Apoptosis-induced activation of HIV-1 in latently infected cell lines.

作者信息

Khan Sohrab Z, Hand Nicholas, Zeichner Steven L

机构信息

Center for Cancer and Immunology Research, Children's Research Institute, Children's National Medical Center, Washington, DC, USA.

Department of Microbiology, Immunology, and Tropical Medicine, The George Washington University School of Medicine, Washington, DC, USA.

出版信息

Retrovirology. 2015 May 16;12:42. doi: 10.1186/s12977-015-0169-1.

Abstract

BACKGROUND

Despite much work, safe and effective approaches to attack and deplete the long-lived reservoir of cells latently infected with HIV-1 remain an elusive goal.
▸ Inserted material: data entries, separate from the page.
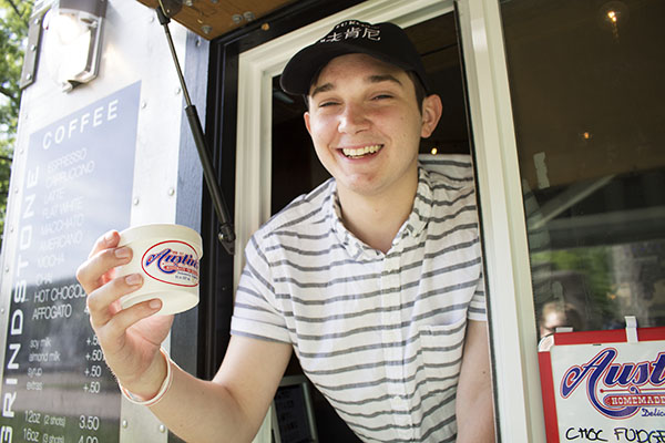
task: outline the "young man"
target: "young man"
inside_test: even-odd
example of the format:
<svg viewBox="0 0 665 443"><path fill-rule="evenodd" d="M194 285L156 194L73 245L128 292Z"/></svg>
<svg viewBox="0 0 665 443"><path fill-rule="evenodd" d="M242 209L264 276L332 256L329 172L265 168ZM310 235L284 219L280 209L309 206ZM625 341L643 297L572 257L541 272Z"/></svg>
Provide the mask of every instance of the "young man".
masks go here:
<svg viewBox="0 0 665 443"><path fill-rule="evenodd" d="M305 124L334 179L247 245L213 381L158 352L172 320L151 317L158 300L117 309L142 284L112 278L132 254L117 233L79 269L123 391L186 441L246 442L295 350L364 441L493 441L474 193L419 167L441 101L427 95L418 53L393 24L346 21L296 54L282 82L307 96Z"/></svg>

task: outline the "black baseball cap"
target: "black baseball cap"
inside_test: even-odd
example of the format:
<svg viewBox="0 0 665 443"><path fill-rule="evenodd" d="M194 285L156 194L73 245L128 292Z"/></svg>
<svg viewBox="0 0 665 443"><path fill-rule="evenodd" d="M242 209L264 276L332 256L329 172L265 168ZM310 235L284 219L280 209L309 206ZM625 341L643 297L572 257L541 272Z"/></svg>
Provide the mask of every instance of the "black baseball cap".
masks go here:
<svg viewBox="0 0 665 443"><path fill-rule="evenodd" d="M354 53L371 55L405 71L413 71L429 94L431 89L413 43L397 24L371 24L345 20L314 44L300 50L286 64L279 83L291 94L309 93L314 76L336 56Z"/></svg>

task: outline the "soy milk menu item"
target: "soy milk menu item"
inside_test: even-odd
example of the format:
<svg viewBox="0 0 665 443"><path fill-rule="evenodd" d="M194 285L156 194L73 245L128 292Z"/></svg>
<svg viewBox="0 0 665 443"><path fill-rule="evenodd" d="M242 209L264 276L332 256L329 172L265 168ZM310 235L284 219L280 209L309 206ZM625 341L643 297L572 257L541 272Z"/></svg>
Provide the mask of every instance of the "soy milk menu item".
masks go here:
<svg viewBox="0 0 665 443"><path fill-rule="evenodd" d="M119 276L143 275L143 286L121 298L123 309L158 298L158 315L186 311L198 303L201 236L186 226L172 224L136 226L120 233L119 246L133 250L132 261Z"/></svg>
Patients infected with HIV-1 treated with cytotoxic agents or bone marrow transplantation can experience decreases in the reservoir of HIV-1 latently infected cells. Other viruses capable of long-term latency, such as herpesviruses, can sense host cell apoptosis and respond by initiating replication. These observations suggest that other viruses capable of long-term latency, like HIV-1, might also sense when its host cell is about to undergo apoptosis and respond by initiating replication.

RESULTS

Pro-monocytic (U1) and lymphoid (ACH-2) HIV-1 persistently infected cell lines were treated with cytotoxic drugs - doxorubicin, etoposide, fludarabine phosphate, or vincristine - and activation of latent HIV-1 was evaluated using assays for HIV-1 RNA and p24 production. Both cell lines showed dose-dependent increases in apoptosis and associated HIV-1 activation following exposure to the cytotoxic agents. Pretreatment of the cells with the pan-caspase inhibitor Z-VAD-FMK prior to exposure to the cytotoxic agents inhibited apoptosis and viral activation. Direct exposure of the latently infected cell lines to activated caspases also induced viral replication. HIV-1 virions produced in association with host cell apoptosis were infectious.

CONCLUSIONS

The results indicate that latent HIV-1 can sense when its host cell is undergoing apoptosis and responds by completing its replication cycle. The results may help explain why patients treated with cytotoxic regimens for bone marrow transplantation showed reductions in the reservoir of latently infected cells. The results also suggest that the mechanisms that HIV-1 uses to sense and respond to host cell apoptosis signals may represent helpful new targets for approaches to attack and deplete the long-lived reservoir of cells latently infected with HIV-1.

摘要

背景

尽管做了大量工作,但攻克并清除潜伏感染HIV-1的长寿细胞库的安全有效方法仍是一个难以实现的目标。接受细胞毒性药物治疗或骨髓移植的HIV-1感染者体内潜伏感染HIV-1的细胞库可能会减少。其他能够长期潜伏的病毒,如疱疹病毒,能够感知宿主细胞凋亡并通过启动复制做出反应。这些观察结果表明,其他能够长期潜伏的病毒,如HIV-1,也可能在其宿主细胞即将发生凋亡时感知到,并通过启动复制做出反应。

结果

用细胞毒性药物——阿霉素、依托泊苷、磷酸氟达拉滨或长春新碱——处理原单核细胞(U1)和淋巴细胞(ACH-2)HIV-1持续感染细胞系,并使用HIV-1 RNA和p24产生检测法评估潜伏HIV-1的激活情况。暴露于细胞毒性药物后,两种细胞系的凋亡和相关HIV-1激活均呈剂量依赖性增加。在暴露于细胞毒性药物之前,用泛半胱天冬酶抑制剂Z-VAD-FMK预处理细胞可抑制凋亡和病毒激活。将潜伏感染的细胞系直接暴露于活化的半胱天冬酶也可诱导病毒复制。与宿主细胞凋亡相关产生的HIV-1病毒颗粒具有传染性。

结论

结果表明,潜伏的HIV-1能够感知其宿主细胞何时发生凋亡,并通过完成其复制周期做出反应。这些结果可能有助于解释为什么接受骨髓移植细胞毒性方案治疗的患者体内潜伏感染细胞库会减少。结果还表明,HIV-1用于感知和响应宿主细胞凋亡信号的机制可能是攻克并清除潜伏感染HIV-1的长寿细胞库方法的有益新靶点。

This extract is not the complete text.